Todo es posible

El pecado y la política

Mandar a Mrs. Robinson al psiquiatra es como imponerle un burka simbólico. Desde luego existen notables diferencias entre lapidar a una adúltera y enviarla a un psiquiátrico. Pero nadie debería forzarnos a elegir entre el diván y cualquier modalidad de velo islámico, porque ya es hora de rechazar radicalmente que el adulterio, una palabra con resabios amargos y pecaminosos, traspase los límites de la intimidad para convertirse en asunto de debate público. Este caso tan rijoso es una prueba más de las nefastas consecuencias que tiene mezclar la religión con la política o el pecado con el delito.

Vaya por delante que me disgusta profundamente esta señora por su postura rancia y homófoba, así que no la defenderé bajo ningún concepto.
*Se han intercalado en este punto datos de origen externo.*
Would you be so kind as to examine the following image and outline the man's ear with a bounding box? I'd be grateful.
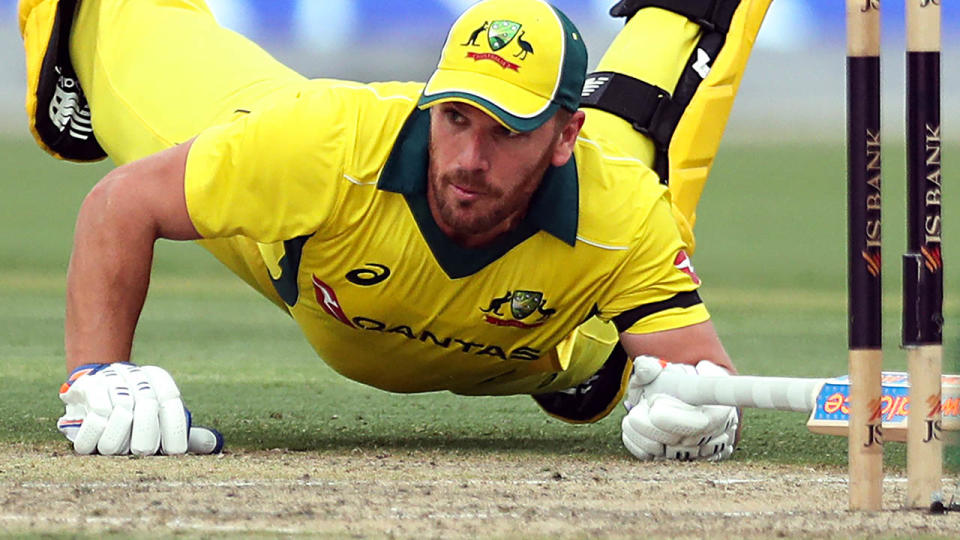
[550,111,587,167]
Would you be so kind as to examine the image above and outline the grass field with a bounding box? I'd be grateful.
[0,135,960,536]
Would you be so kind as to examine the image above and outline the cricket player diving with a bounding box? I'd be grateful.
[19,0,770,460]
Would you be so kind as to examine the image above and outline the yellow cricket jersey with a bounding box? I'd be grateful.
[185,80,709,394]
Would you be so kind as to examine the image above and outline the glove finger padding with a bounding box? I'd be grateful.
[60,373,112,455]
[646,394,710,438]
[187,426,223,454]
[621,400,681,448]
[127,365,160,456]
[140,366,189,455]
[91,364,133,456]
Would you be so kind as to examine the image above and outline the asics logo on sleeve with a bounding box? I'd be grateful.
[346,263,390,287]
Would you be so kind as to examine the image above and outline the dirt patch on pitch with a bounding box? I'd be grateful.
[0,447,960,538]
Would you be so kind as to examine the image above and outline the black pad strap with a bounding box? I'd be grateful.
[630,0,740,34]
[580,71,683,148]
[613,291,703,333]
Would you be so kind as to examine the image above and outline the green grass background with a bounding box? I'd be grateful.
[0,139,960,467]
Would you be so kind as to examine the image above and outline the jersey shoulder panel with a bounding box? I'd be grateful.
[574,137,669,249]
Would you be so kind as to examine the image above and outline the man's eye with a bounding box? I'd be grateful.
[447,109,467,126]
[499,126,525,139]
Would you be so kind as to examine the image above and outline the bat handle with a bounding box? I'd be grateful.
[654,371,823,412]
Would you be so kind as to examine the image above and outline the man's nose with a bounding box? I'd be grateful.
[457,133,490,171]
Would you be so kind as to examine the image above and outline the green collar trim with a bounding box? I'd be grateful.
[377,109,580,279]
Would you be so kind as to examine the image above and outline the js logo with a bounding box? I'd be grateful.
[923,420,943,442]
[863,423,883,448]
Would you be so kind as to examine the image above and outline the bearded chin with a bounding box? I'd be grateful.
[431,173,516,236]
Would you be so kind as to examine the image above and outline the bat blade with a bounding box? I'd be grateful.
[644,371,960,442]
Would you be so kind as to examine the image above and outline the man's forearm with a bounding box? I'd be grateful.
[64,169,156,372]
[65,140,200,373]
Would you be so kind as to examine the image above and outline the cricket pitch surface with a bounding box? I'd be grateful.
[0,445,960,538]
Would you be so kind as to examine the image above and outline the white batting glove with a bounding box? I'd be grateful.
[57,363,223,456]
[620,356,739,461]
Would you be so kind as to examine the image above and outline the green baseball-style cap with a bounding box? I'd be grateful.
[418,0,587,131]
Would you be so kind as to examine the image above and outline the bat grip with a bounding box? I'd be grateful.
[654,371,823,412]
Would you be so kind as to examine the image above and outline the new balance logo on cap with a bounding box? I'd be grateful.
[580,77,610,97]
[48,66,93,141]
[691,49,712,79]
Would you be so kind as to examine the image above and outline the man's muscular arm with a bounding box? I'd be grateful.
[64,141,200,373]
[620,321,736,373]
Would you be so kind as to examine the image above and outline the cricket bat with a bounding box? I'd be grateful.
[636,371,960,442]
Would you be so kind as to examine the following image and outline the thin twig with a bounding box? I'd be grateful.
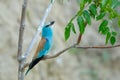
[77,22,87,45]
[74,44,120,49]
[17,0,27,80]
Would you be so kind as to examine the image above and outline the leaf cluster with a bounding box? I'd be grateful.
[64,0,120,45]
Pero una cosa es su ideología y la de su marido y otra bien distinta lo que cada uno haga en sus respectivas camas, que nos debería importar un bledo.

Ayer mismo, un reputado analista se preguntaba en una emisora de radio qué culpa tenía Peter Robinson, ministro principal de Irlanda del Norte, de que su mujer le haya puesto los cuernos. No entendía por qué le obligaban a renunciar temporalmente a su cargo. Habrá que repetir hasta el aburrimiento que su probable delito no es ser promiscua, sino prevaricadora. Mrs. Robinson pidió dinero a unos constructores, a cambio de una recalificación de terrenos, para montarle un negocio a su amante con una fraudulenta licencia municipal y, además, se quedó con un porcentaje de la operación. Todo con el conocimiento cómplice de su marido. No juzguemos su puritano lío de sábanas, sino su delictiva estafa al contribuyente.